Israel intends to tell Eritrean and Sudanese refugees that they can either accept deportation or go to prison until they change their minds.
Netanyahu isn’t bashful. . . . For him and his allies, the world sinned against Jews, and Israel’s obligation stops at giving refuge to Jews.
“I don’t have a visa,” Emanuel Yemani told me.
He spoke in Hebrew on the phone. After his third prison term for political offenses, Yemani had fled from Eritrea, traveling north through Sudan and Egypt. He crossed the Sinai Peninsula — the same ancient route used by Hebrew slaves delivered from Egypt — and entered Israel ten years ago.

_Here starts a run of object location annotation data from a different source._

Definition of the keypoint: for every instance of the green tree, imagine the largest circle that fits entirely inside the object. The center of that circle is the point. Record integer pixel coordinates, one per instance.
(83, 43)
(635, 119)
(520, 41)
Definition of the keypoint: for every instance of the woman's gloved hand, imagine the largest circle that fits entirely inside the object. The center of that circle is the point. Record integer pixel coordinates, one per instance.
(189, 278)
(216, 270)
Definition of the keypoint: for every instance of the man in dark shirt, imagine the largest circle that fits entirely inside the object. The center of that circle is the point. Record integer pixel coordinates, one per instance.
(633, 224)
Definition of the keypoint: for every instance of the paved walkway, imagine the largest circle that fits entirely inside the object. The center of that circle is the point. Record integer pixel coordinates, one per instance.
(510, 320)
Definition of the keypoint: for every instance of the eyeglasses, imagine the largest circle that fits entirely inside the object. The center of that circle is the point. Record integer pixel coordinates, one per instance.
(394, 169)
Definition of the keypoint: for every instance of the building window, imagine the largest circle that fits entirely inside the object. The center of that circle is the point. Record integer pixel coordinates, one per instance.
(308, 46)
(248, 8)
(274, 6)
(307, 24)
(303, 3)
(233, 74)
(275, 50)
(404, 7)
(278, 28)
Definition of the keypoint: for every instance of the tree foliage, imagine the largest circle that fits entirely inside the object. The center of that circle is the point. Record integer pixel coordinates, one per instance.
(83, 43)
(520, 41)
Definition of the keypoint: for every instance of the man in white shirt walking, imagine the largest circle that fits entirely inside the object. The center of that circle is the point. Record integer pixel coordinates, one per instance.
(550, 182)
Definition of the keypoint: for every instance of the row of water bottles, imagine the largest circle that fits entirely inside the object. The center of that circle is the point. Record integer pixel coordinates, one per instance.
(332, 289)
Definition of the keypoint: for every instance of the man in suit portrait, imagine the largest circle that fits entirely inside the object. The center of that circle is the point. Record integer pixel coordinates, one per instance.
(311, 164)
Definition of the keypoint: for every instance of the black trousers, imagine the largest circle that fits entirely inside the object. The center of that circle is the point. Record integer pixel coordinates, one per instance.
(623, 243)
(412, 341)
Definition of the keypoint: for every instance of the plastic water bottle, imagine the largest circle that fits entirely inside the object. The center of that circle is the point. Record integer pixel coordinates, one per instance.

It has been enough time for him to learn the language — but not enough to gain a firm legal status. Like nearly 40,000 other refugees from Eritrea and Sudan in Israel, Yemani has lived on a short-term visa that he must renew every couple of months at the Interior Ministry. The last time he did so, he brought a document that had been requested. The ministry official refused to take it, and Yemani recounted the exchange:
“No need,” said the official. “Soon we’ll deport all of you, and you’ll sit under a tree, open your mouth and wait for a banana to fall, like a monkey.”
“But I’m a human being, not a monkey,” Yemani answered.
“Don’t you see yourselves, that you look like monkeys?” the official answered.
Upset, Yemani complained to a supervisor, who asked for his visa and told guards to escort him out. When Yemani returned with a lawyer, the supervisor said he’d have to pay 250 shekels (about $75) — the fee for replacing a lost visa — if he wanted it back.
Yemani said he preferred to keep his self-respect.
(A spokesperson of the ministry’s Population and Migration Authority has not replied to a request for a response.)